FastChat
FastChat copied to clipboard
Occupied GPU memory keeps growing with more talks
Is there any way to reduce the occupied memory as I clean current history?
This is probably because the code keeps track of the outputs from the model. Try changing the code to skip this.
I suppose you are using the web interface? This shouldn't happen when you clear the history. Could you provide more details?
I suppose you are using the web interface? This shouldn't happen when you clear the history. Could you provide more details?
Yes, I am using the web interface. Now the occupied memory is stable at 31.5GB and will not continue growing. Althought the memory still will not reduce when I clean the history, I think it's not a problem now. Maybe this issue can be closed.
This is still a problem in other configurations. Like in Windows using the cli interface (where you cannot clear conversation), if you have a 16GB GPU and run 13B with load 8 bit (to reduce size), it will work for a bit until it reaches that conversation limit and breaks
This is compounded by the fact that the web interface doesn't work in windows, so this is all we have at the moment.

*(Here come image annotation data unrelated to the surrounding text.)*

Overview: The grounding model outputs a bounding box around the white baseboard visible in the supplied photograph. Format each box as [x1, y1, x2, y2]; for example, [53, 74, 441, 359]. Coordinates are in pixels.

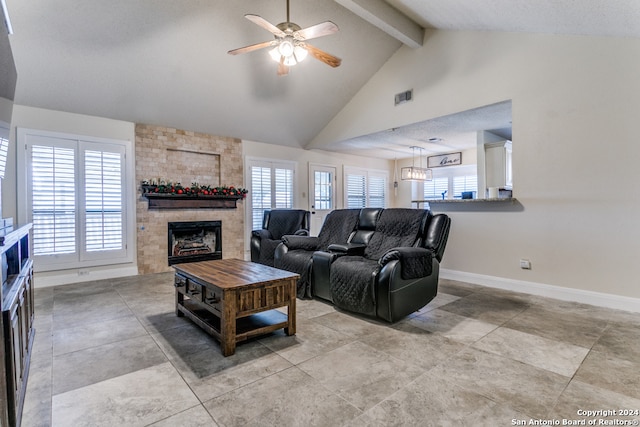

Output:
[440, 269, 640, 313]
[33, 266, 138, 288]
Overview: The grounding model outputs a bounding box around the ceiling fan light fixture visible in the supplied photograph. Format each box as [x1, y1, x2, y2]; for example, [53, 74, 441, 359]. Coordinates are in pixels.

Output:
[278, 37, 295, 58]
[269, 39, 309, 67]
[293, 45, 309, 62]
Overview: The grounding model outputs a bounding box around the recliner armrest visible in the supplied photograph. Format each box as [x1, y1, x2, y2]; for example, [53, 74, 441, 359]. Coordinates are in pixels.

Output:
[378, 247, 434, 280]
[251, 228, 273, 240]
[327, 243, 367, 255]
[282, 234, 320, 251]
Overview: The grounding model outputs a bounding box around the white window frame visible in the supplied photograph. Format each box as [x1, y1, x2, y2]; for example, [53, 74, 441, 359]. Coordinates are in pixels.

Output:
[244, 157, 298, 251]
[16, 128, 136, 272]
[342, 166, 389, 208]
[422, 165, 478, 200]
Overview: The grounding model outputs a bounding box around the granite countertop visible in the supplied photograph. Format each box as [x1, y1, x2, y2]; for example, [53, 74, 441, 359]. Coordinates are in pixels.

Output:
[411, 197, 516, 203]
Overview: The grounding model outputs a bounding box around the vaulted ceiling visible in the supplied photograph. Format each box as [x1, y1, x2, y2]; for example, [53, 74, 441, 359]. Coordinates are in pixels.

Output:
[2, 0, 640, 158]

I think it would be ideal if somehow a cap on the memory usage is kept so it never goes over what's allowed (other ones do this). In this case, erasing previous conversation to allow memory to not go over is a valid thing, since otherwise it would break the program.
Is this solved yet? This is also a problem when using the OpenAI API in Linux environments too @zhisbug @merrymercy
@Abhijit-2592 this is not an issue, really. As the chat gets longer, it takes more memory, which is freed when you clean the conversation, no?
this is expected behavior as @surak explained. we've been serving models for long time on chat.lmsys.org and did not find issue. however, if you find evidence for memory leak. let us know.